In the Reception Class, the children had brought their favourite toys from home into school for the day. One group were sorting pictures of toys by material, another group were mark-making in glitter, others were drawing a picture of their toy and colouring it in. Some were writing the name of the toy. The standards of the pupils’ work was high, and pupils appear to have settled well into the school routines. In a Year One active lesson, pupils were animated whilst exploring the activity outdoors, which was based on the book they are currently reading, Stick Man. There were pictures of emotions with characters from the story hung on trees and different areas around the play area. The children had to sort them into the Zones of Regulation categories. As an extension task, some pupils were challenged to write sentences about the picture, others were asked to use a clause in their sentences too. Pipe cleaners were used to hold the pictures in place across the playground, so pupils had to use their fine motor skills to untie them. They were all enthused and actively participating in the activity. Across all lessons observed, it was clear that pupils with SEND are well supported and fully integrated into the learning. The learning is differentiated to include all learners in the lesson. In the active lessons, instructions were clear so that pupils knew what was expected of them. The pupils carried out the tasks responsibly.

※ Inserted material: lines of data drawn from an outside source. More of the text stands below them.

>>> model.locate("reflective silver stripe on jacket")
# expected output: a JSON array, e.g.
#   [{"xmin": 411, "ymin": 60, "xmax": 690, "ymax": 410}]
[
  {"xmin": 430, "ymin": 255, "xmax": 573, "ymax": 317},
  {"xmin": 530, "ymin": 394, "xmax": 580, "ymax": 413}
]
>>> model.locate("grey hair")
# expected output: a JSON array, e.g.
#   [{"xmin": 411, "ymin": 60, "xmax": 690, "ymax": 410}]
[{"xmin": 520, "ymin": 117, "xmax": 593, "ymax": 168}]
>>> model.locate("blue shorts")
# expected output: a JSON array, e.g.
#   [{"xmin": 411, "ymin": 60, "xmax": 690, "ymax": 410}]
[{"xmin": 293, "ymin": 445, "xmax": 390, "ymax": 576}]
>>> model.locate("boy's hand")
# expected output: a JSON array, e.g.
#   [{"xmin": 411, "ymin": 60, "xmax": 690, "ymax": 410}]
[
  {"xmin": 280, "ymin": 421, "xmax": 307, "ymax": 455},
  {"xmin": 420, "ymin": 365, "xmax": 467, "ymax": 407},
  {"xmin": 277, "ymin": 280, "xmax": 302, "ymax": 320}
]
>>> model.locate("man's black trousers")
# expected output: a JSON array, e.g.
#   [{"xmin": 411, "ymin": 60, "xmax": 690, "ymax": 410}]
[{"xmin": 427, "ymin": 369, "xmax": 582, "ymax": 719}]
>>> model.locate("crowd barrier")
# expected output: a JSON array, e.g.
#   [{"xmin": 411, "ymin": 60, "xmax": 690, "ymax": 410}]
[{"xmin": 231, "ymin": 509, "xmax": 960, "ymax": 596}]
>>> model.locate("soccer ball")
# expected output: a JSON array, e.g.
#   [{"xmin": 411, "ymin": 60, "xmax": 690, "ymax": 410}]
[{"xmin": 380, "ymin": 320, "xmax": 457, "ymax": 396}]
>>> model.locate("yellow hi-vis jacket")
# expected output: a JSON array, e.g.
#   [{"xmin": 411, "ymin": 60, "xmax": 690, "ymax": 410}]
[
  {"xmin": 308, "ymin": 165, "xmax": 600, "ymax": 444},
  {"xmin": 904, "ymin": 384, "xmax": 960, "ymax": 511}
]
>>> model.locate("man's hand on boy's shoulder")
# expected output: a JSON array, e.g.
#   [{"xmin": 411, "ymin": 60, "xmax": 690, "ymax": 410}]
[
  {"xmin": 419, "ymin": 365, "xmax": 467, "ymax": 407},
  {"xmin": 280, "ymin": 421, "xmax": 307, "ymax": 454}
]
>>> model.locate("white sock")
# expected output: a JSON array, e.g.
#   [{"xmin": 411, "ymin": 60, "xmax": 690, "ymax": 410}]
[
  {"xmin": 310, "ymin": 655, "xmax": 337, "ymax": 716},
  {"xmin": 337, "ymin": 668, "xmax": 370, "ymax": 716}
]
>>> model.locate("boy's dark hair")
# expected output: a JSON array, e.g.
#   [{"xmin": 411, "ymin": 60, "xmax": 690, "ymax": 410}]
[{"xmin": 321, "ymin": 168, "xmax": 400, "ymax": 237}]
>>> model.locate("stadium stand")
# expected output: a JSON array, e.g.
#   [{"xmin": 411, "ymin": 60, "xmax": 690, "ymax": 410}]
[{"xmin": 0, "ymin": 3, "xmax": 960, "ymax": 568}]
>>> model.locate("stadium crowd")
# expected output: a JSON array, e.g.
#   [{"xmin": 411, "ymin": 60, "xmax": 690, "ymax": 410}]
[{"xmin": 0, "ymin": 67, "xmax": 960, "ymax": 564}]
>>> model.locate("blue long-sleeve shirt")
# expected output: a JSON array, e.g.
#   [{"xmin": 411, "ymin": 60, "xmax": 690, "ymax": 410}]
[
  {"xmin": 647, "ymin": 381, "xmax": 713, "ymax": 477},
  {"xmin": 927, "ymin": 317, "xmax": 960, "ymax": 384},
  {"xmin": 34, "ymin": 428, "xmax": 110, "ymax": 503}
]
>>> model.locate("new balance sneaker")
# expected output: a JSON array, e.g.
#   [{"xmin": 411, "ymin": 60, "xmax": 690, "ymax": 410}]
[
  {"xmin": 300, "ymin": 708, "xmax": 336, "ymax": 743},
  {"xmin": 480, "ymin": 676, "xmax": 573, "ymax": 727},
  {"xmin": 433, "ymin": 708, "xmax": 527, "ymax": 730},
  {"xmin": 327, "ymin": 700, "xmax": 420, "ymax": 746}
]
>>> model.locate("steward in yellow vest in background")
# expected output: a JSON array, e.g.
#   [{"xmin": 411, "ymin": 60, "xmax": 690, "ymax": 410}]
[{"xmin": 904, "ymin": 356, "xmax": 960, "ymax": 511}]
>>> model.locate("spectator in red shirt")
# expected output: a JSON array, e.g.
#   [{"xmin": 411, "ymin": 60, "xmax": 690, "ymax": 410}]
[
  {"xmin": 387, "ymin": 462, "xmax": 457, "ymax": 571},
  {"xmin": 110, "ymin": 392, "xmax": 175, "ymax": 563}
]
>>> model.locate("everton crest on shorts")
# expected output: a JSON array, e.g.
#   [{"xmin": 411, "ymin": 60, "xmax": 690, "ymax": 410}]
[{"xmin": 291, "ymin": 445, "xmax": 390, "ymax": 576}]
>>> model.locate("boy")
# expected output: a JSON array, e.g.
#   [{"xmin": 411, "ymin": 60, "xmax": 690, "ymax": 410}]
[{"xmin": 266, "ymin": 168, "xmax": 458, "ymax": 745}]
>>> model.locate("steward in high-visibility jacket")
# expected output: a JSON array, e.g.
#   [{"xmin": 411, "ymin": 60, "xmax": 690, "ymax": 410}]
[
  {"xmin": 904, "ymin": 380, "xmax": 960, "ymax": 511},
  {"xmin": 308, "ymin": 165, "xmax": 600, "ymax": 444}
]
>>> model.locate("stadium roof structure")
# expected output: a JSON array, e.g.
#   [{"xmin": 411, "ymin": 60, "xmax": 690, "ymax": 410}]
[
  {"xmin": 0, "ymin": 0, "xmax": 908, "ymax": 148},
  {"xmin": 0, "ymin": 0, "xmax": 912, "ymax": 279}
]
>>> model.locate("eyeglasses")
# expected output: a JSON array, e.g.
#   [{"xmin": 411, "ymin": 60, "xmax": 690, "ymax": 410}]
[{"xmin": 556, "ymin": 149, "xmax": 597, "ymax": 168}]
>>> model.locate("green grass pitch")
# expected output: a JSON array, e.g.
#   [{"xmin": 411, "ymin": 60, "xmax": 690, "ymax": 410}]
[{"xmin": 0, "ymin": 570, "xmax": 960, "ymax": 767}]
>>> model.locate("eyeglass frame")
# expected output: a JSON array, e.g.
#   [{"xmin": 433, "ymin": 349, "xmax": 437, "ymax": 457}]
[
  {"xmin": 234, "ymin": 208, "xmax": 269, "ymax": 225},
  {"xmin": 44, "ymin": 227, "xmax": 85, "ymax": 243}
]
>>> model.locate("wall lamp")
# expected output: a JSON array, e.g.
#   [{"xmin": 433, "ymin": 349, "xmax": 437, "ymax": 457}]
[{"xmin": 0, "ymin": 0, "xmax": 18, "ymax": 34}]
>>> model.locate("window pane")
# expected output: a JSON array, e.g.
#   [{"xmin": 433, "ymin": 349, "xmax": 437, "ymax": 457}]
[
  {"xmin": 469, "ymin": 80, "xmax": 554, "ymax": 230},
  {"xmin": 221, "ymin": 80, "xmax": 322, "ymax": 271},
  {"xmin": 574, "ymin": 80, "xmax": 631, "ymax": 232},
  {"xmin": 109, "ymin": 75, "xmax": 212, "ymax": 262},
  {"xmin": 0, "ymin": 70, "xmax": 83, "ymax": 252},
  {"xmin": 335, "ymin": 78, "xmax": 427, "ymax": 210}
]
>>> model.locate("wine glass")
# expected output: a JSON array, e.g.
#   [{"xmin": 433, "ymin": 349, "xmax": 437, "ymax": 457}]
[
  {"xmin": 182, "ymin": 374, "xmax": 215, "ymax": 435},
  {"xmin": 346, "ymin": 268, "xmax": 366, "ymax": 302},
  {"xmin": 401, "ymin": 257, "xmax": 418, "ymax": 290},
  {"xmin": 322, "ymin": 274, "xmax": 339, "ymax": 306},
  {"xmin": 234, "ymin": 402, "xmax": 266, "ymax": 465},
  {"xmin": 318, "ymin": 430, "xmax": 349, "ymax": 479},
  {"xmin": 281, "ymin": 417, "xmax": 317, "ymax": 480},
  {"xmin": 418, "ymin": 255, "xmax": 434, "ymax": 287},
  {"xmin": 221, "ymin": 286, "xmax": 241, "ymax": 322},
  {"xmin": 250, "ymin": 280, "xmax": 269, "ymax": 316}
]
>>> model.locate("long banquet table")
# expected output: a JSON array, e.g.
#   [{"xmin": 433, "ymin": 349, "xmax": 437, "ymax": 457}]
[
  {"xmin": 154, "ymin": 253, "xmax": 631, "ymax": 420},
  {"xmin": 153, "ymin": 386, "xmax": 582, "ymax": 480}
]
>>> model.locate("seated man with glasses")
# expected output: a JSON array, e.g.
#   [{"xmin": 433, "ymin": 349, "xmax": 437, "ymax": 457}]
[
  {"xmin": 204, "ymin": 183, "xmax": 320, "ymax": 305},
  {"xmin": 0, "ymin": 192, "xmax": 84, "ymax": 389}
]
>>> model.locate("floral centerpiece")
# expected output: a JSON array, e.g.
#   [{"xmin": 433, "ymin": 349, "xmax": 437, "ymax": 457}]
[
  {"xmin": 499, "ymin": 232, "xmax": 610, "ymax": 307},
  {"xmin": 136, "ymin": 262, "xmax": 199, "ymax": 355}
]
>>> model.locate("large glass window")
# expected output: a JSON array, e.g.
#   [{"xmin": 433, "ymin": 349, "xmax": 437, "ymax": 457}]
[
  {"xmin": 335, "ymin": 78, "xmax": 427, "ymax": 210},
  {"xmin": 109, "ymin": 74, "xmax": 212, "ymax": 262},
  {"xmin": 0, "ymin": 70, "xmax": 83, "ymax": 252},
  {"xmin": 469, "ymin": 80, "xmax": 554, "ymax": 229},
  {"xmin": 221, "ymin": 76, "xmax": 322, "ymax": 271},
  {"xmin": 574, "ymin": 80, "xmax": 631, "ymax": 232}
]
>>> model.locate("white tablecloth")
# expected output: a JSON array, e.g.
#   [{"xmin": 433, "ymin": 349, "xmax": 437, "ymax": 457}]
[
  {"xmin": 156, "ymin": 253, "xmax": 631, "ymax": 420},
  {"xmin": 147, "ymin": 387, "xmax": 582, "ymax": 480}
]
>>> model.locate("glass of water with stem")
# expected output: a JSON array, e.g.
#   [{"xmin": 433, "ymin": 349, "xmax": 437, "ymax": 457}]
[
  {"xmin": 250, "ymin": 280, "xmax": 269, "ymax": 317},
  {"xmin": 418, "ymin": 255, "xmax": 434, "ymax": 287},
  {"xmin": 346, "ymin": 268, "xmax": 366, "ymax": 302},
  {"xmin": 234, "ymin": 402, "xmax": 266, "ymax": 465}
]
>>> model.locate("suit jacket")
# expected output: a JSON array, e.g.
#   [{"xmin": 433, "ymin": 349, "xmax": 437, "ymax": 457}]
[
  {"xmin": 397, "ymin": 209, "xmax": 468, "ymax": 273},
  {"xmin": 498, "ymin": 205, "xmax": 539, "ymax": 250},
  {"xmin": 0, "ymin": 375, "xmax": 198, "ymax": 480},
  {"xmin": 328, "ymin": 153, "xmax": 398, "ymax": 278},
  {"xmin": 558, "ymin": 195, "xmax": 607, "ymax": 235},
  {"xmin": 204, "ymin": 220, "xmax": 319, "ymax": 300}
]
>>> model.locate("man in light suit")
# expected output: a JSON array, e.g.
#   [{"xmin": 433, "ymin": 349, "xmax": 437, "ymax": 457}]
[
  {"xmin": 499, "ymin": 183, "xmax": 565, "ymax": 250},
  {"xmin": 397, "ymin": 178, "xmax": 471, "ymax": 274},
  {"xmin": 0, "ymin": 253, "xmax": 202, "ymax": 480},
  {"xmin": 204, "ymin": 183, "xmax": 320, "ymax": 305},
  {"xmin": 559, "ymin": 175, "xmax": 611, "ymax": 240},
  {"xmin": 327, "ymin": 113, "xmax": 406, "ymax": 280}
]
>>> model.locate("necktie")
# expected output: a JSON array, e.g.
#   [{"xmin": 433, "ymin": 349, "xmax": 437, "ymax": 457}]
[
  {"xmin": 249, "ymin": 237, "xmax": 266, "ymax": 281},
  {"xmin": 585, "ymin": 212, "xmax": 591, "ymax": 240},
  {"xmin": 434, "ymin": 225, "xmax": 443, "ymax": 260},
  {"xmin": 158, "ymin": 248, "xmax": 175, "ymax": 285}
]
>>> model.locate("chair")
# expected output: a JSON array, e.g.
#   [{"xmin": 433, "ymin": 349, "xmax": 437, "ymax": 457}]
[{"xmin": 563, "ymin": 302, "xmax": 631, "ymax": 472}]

Their attitudes towards learning were consistently excellent.
A Special Place
I thoroughly enjoyed my visit to Faith Primary School. It is a special place which has a lasting impact on all who visit due to the wonderfully relaxing and calm environment. There is an all-encompassing inclusive ethos. It is clear from the review process that the team at Faith continue to be fully committed to inclusive practice. They have proved their expertise over the years of IQM accreditation and I believe they have the passion and capacity to continue to drive the inclusion agenda in their own school and beyond.